# Set up models for edge or weight masking

## Workflow:
- Load model
- Use Task with clean and corrupt data, use ACDCPP and get the ACDCPP-style edges
- Convert ACDCPP-style edges to edge mask, get either edge superset of node superset
- Apply these masks to the mask training, either by limiting edge mask to only edge superset, node superset, or by limiting weight mask to node superset

- Also need to test other baselines, like regular finetuning

In [1]:
%load_ext autoreload
%autoreload 2
import os
import sys
sys.path.append('acdcpp/Automatic-Circuit-Discovery/')
sys.path.append('acdcpp/')
from acdc import TLACDCExperiment
from acdcpp.ACDCPPExperiment import ACDCPPExperiment

In [2]:
import os
import sys
import re

# import acdc
from acdc.TLACDCExperiment import TLACDCExperiment
from acdc.acdc_utils import TorchIndex, EdgeType
import numpy as np
import torch as t
from torch import Tensor
import einops
import itertools

from transformer_lens import HookedTransformer, ActivationCache

import tqdm.notebook as tqdm
import plotly
from rich import print as rprint
from rich.table import Table

from jaxtyping import Float, Bool
from typing import Callable, Tuple, Union, Dict, Optional

device = t.device('cuda') if t.cuda.is_available() else t.device('cpu')
print(f'Device: {device}')

Device: cuda


In [3]:
# set up pipeline from acdcpp to edge mask
model = HookedTransformer.from_pretrained(
    'gpt2-small',
    center_writing_weights=False,
    center_unembed=False,
    fold_ln=False,
    device=device,
)
model.set_use_hook_mlp_in(True)
model.set_use_split_qkv_input(True)
model.set_use_attn_result(True)



Loaded pretrained model gpt2-small into HookedTransformer


In [4]:
from tasks.ioi.IOITask import IOITask_old, IOITask
ioi_task = IOITask(batch_size=5, tokenizer=model.tokenizer, device=device, prep_acdcpp=True, acdcpp_N=25)
ioi_task.set_logit_diffs(model)

In [6]:
ioi_metric = ioi_task.get_acdcpp_metric()
def negative_abs_ioi_metric(logits: Float[Tensor, "batch seq_len d_vocab"]):
    return -abs(ioi_metric(logits))

with t.no_grad():
    clean_logits = model(ioi_task.clean_data.toks)
    corrupt_logits = model(ioi_task.corr_data.toks)
    clean_logit_diff = ioi_task.ave_logit_diff(clean_logits, ioi_task.clean_data).item()
    corrupt_logit_diff = ioi_task.ave_logit_diff(corrupt_logits, ioi_task.corr_data).item()

In [11]:
# Get clean and corrupt logit differences
with t.no_grad():
    clean_metric = ioi_metric(clean_logits, corrupt_logit_diff, clean_logit_diff, ioi_task.clean_data)
    corrupt_metric = ioi_metric(corrupt_logits, corrupt_logit_diff, clean_logit_diff, ioi_task.corr_data)

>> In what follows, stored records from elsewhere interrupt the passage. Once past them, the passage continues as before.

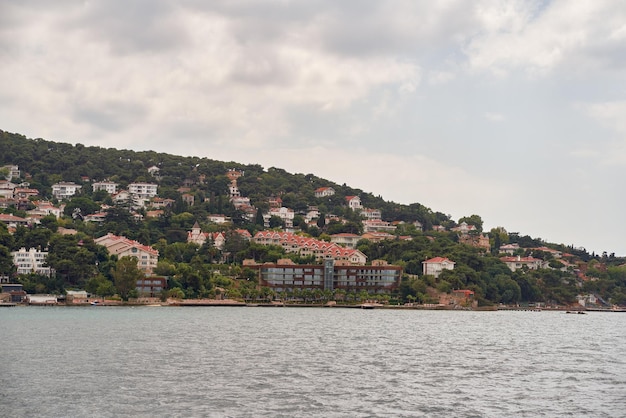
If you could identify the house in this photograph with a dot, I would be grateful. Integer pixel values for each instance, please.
(285, 275)
(377, 225)
(159, 202)
(244, 233)
(354, 202)
(12, 220)
(45, 208)
(108, 186)
(151, 286)
(218, 218)
(310, 247)
(122, 197)
(24, 193)
(372, 214)
(459, 297)
(283, 213)
(188, 198)
(464, 228)
(198, 237)
(31, 261)
(98, 217)
(275, 202)
(324, 192)
(13, 171)
(375, 236)
(478, 241)
(147, 257)
(143, 190)
(65, 190)
(6, 189)
(509, 248)
(13, 292)
(435, 266)
(345, 239)
(516, 263)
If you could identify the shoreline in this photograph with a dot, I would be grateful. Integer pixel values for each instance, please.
(367, 306)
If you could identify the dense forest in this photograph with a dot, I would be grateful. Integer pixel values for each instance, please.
(204, 271)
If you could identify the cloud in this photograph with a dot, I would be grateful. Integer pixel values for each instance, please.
(537, 38)
(494, 117)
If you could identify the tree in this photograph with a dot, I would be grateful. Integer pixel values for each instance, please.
(126, 273)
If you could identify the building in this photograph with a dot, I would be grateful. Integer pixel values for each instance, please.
(345, 239)
(218, 218)
(509, 248)
(354, 202)
(12, 292)
(372, 214)
(147, 257)
(285, 276)
(377, 225)
(516, 263)
(143, 190)
(198, 237)
(435, 266)
(285, 214)
(12, 220)
(307, 247)
(324, 192)
(65, 190)
(151, 286)
(12, 171)
(31, 261)
(108, 186)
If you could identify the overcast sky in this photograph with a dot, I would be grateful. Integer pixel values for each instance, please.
(511, 110)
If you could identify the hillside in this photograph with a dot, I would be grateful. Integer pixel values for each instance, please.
(223, 197)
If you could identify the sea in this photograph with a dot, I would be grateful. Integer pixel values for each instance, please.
(309, 362)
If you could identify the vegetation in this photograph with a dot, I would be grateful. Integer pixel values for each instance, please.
(206, 271)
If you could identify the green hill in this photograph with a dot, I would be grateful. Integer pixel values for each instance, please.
(419, 233)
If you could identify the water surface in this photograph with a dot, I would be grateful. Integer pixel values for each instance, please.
(301, 362)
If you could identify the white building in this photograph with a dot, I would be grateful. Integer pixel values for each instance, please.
(13, 171)
(65, 190)
(283, 213)
(31, 261)
(435, 266)
(354, 202)
(346, 239)
(108, 186)
(324, 192)
(143, 190)
(147, 257)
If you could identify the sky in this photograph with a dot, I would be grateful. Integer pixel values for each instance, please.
(511, 110)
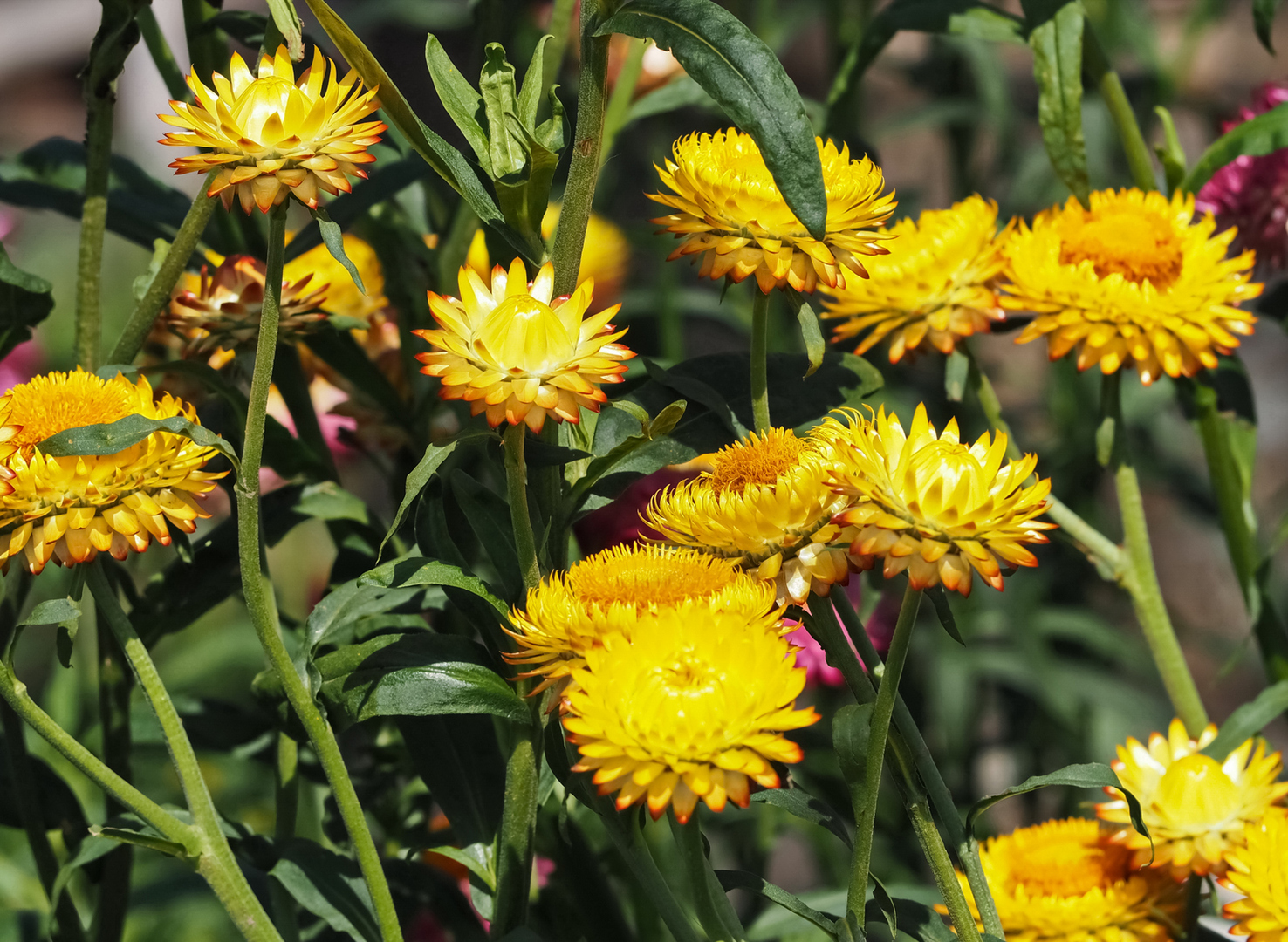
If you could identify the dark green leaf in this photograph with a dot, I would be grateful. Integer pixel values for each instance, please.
(741, 72)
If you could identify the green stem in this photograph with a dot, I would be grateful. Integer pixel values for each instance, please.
(216, 860)
(760, 359)
(157, 295)
(584, 170)
(260, 604)
(880, 728)
(710, 901)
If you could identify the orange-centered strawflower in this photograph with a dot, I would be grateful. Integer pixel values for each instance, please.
(270, 135)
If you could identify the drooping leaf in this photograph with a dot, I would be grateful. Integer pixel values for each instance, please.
(739, 72)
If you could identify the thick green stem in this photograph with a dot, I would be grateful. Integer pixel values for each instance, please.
(710, 901)
(260, 604)
(879, 733)
(760, 359)
(157, 295)
(584, 170)
(216, 860)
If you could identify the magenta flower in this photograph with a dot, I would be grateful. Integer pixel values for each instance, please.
(1252, 192)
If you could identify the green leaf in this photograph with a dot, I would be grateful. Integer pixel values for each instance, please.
(1256, 138)
(327, 885)
(739, 72)
(1058, 70)
(1248, 720)
(24, 301)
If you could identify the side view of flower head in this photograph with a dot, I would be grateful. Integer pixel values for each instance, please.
(935, 286)
(517, 354)
(730, 210)
(72, 509)
(267, 135)
(930, 505)
(1135, 279)
(1194, 807)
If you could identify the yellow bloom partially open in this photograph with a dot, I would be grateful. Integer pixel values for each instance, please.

print(f'Clean direction: {clean_logit_diff}, Corrupt direction: {corrupt_logit_diff}')
print(f'Clean metric: {clean_metric}, Corrupt metric: {corrupt_metric}')

Clean direction: 3.040117025375366, Corrupt direction: 1.3159735202789307
Clean metric: 1.0, Corrupt metric: 0.0


In [12]:
from ACDCPPExperiment import ACDCPPExperiment
THRESHOLDS = [0.08, .15]#np.arange(0.005, 0.155, 0.005)
RUN_NAME = 'abs_edge'

acdcpp_exp = ACDCPPExperiment(
    model=model,
    clean_data=ioi_task.clean_data.toks,
    corr_data=ioi_task.corr_data.toks,
    acdc_metric=negative_abs_ioi_metric,
    acdcpp_metric=ioi_metric,
    thresholds=THRESHOLDS,
    run_name=RUN_NAME,
    verbose=False,
    attr_absolute_val=True,
    save_graphs_after=-100,
    pruning_mode='edge',
    no_pruned_nodes_attr=1,
    run_acdc=False,
    run_acdcpp=True,
)
# e=acdcpp_exp.setup_exp(0.0)

pruned_heads, num_passes, acdcpp_pruned_attrs, acdc_pruned_attrs, edges_after_acdcpp, edges_after_acdc = acdcpp_exp.run()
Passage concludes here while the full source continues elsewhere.